The EC lost the case upon failing to meet sufficient level of burden of proof. As per the judgment, the EC wrongly considered that all EMEIA profits relating to Apple Groups’ IP licenses should necessarily have been allocated to the Irish branches of ASI and AOE. This reasoning of the EC was not justified because management and strategic decision-making functions were performed in California. The GC ultimately held that “In the present instance, as the Commission did not succeed in showing to the requisite legal standard that there was a selective advantage for the purposes of Article 107(1) TFEU, the contested decision must be annulled in its entirety without it being necessary to examine the other pleas in law raised by Ireland and ASI and AOE. “
On the bright side for the EC, it has been clearly held that the benchmark of the arm’s length principle and relevant OECD guidance is a tool to test illegal state aid. Also, GC has endorsed the view that the EC is well within its powers conferred on it under A. 107(1) of the TFEU.

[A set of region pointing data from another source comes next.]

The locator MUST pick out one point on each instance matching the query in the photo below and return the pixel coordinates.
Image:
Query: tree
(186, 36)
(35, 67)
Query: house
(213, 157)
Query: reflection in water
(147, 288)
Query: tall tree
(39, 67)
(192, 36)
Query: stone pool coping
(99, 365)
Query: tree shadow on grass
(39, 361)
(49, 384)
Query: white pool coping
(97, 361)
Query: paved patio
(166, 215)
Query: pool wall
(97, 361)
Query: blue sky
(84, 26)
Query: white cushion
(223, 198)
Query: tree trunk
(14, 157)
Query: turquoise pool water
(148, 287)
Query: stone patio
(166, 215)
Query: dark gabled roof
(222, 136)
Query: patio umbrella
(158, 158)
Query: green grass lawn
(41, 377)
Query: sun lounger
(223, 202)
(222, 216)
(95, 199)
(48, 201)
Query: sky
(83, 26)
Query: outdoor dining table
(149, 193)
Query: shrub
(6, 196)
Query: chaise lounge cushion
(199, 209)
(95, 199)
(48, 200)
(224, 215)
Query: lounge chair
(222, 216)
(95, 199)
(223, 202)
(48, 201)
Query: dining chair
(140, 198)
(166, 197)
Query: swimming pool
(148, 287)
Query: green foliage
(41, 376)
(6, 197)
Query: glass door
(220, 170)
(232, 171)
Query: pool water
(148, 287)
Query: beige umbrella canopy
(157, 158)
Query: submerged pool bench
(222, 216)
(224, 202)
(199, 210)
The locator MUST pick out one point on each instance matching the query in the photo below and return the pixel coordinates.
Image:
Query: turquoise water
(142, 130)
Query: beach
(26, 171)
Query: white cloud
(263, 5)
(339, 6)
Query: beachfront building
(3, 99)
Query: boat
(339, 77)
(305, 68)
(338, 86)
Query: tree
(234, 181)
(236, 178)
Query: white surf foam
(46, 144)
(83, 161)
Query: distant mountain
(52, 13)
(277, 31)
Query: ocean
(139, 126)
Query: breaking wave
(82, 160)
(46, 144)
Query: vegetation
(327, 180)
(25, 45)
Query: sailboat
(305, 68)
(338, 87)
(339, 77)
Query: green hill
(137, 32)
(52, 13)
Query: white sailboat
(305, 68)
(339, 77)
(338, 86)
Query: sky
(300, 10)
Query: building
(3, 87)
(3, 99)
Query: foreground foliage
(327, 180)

This, along with the Starbucks decision of the GC concerning state aid provided by Netherlands mays serve as a blow to international tax reputation of the EC. Both judgments provide that EC failed to satisfy the burden of proof, especially on the issue of Apple receiving a selective economic advantage from Irish tax authorities to constitute illegal state aid.

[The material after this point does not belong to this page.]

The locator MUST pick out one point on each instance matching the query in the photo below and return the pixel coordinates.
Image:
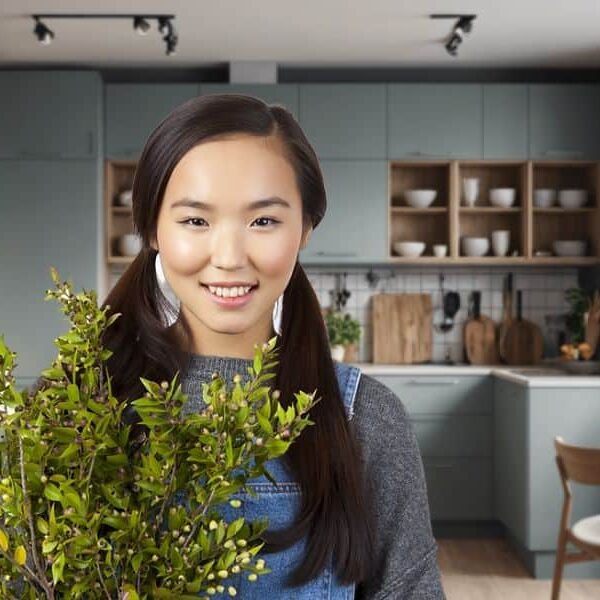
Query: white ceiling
(309, 33)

As for the Irish tax authorities, the GC did acknowledge “the incomplete and occasionally inconsistent nature of contested tax rulings”. For Ireland, there seems to be conflicting interests. In the event of illegal state aid, it would generate heaps of revenue in the form of back taxes alongwith interest. However, it certainly would hurt the long-term reputation of the country due to lack of legal certainty and corporates could choose to invest in other countries. According to the statement of the Department of Finance, Ireland, “Ireland has always been clear that there was no special treatment provided to the two Apple companies – ASI and AOE. The correct amount of Irish tax was charged in line with normal Irish taxation rules.”
In the midst of rampant international efforts to minimize international tax avoidance arrangements by OECD and G-20 nations, this ruling comes in the form of a breather for MNEs that have similar rulings in place that guarantee tax certainty. It not only encourages foreign investment in low tax nations to a certain extent but also upholds the legitimacy of beneficial tax rulings with individual governments.

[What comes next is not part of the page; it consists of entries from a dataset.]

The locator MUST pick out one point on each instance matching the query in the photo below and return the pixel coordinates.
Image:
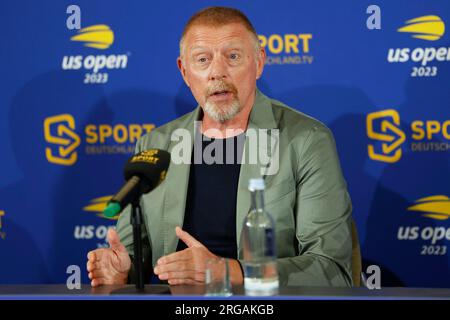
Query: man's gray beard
(222, 114)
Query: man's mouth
(220, 93)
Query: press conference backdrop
(81, 83)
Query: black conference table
(164, 292)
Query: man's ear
(260, 62)
(182, 70)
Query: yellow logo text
(434, 207)
(2, 234)
(429, 28)
(99, 36)
(97, 205)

As a side note, new advantageous tax deals with national authorities may not be as viable owing to a plethora of judicial changes at the OECD level after the successful BEPS Project, new anti-avoidance measures introduced at the EU level and the recent pro-active role being played by the EC in scrutinizing incompatible state aid. This case makes one ponder on whether the key reasoning behind the Apple investigation was the low quantum of tax paid by the MNE or that of stateless income.
The EC has been policing such sweetheart tax deals offered by EU member nations to MNEs. Apple is another case out of the lot dealing with individual tax rulings that allegedly deviate from OECD Transfer Pricing Guidelines. While decisions of the GC in the cases of Ikea (Netherlands) and Nike (Netherlands) are awaited, the EC won the Fiat (Luxembourg) case and lost the Starbucks (Starbucks) case last year.